Sikap Indonesia itu menghilangkan keragu-raguan lainnya. Tetapi karena itulah pula tanggung jawab Indonesia menjadi lebih berat. Karena Indonesia memutuskan, mendorong supaya semua hadir.
Indonesia juga menyarankan agar acara yang sifatnya protokoler dihilangkan. Semua pemimpin ASEAN disarankan pula bermalam di bawah satu atap.
Maksud semua itu, selain menunjukkan kesetiakawanan, juga menghindari kemungkinan yang dapat terjadi akibat perbuatan kelompok atau golongan yang tidak senang jika KTI itu sukses, baik ditujukan kepada Presiden Aquino sendiri maupun kepada ASEAN secara keseluruhan. Alhamdulillah, segala sesuatunya, karena memang dengan maksud baik, juga diterima secara baik. Maka berangkatlah saya dari Jakarta ke Manado, lalu dari Manado ke Manila.
Berbarengan dengan ini Indonesia mengirimkan satuan tugas ke Filipina. Pengiriman satuan tugas Angkatan Laut kita ke Filipina dalam rangka KTT ASEAN III di Manila itu bukan didasarkan pada rasa tidak percaya kepada kemampuan Filipina sendiri. Pengiriman itu justru dimaksudkan untuk membantu Filipina. Karena Indonesia sendiri turut bertanggung jawab agar KTT itu berjalan lancar. Uluran tangan Indonesia itu telah diterima baik oleh Filipina, dan Filipina tidak merasa tersinggung.

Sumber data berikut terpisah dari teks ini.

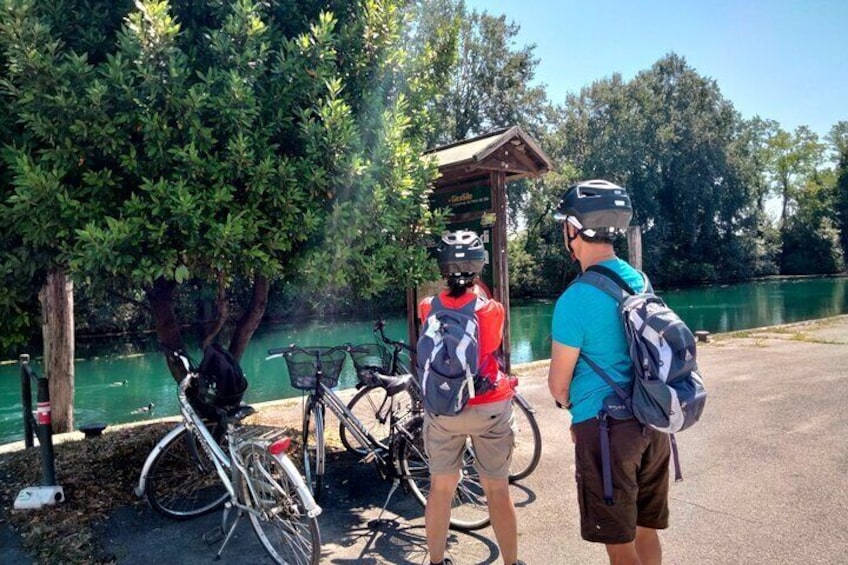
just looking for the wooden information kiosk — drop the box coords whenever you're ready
[407,126,552,373]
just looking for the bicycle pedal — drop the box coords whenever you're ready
[202,526,224,545]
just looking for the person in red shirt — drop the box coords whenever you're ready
[418,230,524,565]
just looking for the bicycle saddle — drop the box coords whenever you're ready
[221,404,256,423]
[374,373,412,397]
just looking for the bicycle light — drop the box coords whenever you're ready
[268,437,292,455]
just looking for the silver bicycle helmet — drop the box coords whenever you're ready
[435,230,488,284]
[554,179,632,238]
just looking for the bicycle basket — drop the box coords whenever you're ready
[283,347,347,390]
[350,343,392,387]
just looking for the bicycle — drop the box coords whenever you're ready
[342,320,542,482]
[267,343,491,531]
[134,348,322,564]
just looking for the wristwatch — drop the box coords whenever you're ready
[555,400,572,410]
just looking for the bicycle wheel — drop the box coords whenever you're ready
[341,386,414,455]
[146,424,228,520]
[509,395,542,482]
[239,442,321,565]
[302,400,325,502]
[398,416,491,531]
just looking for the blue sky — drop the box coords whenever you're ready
[464,0,847,139]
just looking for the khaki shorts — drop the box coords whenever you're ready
[572,417,670,544]
[423,400,514,479]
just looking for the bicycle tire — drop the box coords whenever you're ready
[302,400,325,502]
[146,424,228,520]
[339,386,390,455]
[398,416,491,531]
[340,386,416,456]
[239,442,321,565]
[509,395,542,482]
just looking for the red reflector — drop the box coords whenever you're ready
[268,437,291,455]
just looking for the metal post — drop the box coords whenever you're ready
[20,354,34,448]
[35,375,57,486]
[13,355,64,509]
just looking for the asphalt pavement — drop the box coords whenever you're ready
[4,315,848,564]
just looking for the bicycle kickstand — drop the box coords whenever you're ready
[213,504,243,560]
[370,478,401,528]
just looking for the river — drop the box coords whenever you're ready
[1,275,845,444]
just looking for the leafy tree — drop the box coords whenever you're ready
[1,0,447,426]
[542,54,761,286]
[416,0,549,147]
[780,170,843,274]
[762,124,824,227]
[0,0,132,429]
[829,121,848,264]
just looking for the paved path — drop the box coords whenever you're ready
[7,315,848,564]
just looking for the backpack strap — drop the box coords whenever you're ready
[581,264,653,297]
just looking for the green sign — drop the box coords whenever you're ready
[430,182,492,217]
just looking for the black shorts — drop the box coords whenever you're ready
[572,417,670,544]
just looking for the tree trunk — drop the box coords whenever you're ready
[201,271,229,350]
[229,275,270,361]
[146,277,186,383]
[39,268,74,434]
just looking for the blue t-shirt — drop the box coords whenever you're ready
[551,258,645,424]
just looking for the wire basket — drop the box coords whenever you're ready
[350,343,392,387]
[283,347,348,390]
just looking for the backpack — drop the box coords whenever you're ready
[190,343,249,420]
[576,264,707,502]
[415,295,493,416]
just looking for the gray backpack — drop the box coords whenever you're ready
[416,295,490,416]
[576,264,707,503]
[577,265,707,433]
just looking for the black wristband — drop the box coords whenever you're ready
[555,400,572,410]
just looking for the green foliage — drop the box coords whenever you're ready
[412,0,550,148]
[830,121,848,262]
[0,0,445,352]
[541,54,765,286]
[781,172,844,274]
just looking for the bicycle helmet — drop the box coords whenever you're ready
[554,179,632,239]
[435,230,488,285]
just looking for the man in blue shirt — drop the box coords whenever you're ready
[548,180,671,565]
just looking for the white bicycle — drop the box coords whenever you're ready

Satuan tugas yang antara lain terdiri atas fregat KRI W. Zakarias Yohannes dan kapal tanker sekaligus pembekalan KRI Sorong, tidak semat-mata membantu pengamanan KTT. Mereka juga sekaligus bermaksud mengadakan latihan manuver di laut, dan kunjungan persahabatan ke negara sahabat. Jadi salahlah orang yang menilai bahwa kejadian itu merupakan pengeluaran uang yang terlalu banyak dan tak ada artinya. Baik bagi Indonesia maupun bagi ASEAN secara keseluruhan, satuan tugas demikian mempunyai arti. Sebab, gagalnya KTT ASEAN itu tidak hanya akan membuat malu Presiden Corazon Aquino, tetapi juga membuat malu ASEAN secara keseluruhan. Karena tanggung jawab itulah maka kita mengirimkan satuan tugas. Jadi bukan untuk mengamankan saya semata.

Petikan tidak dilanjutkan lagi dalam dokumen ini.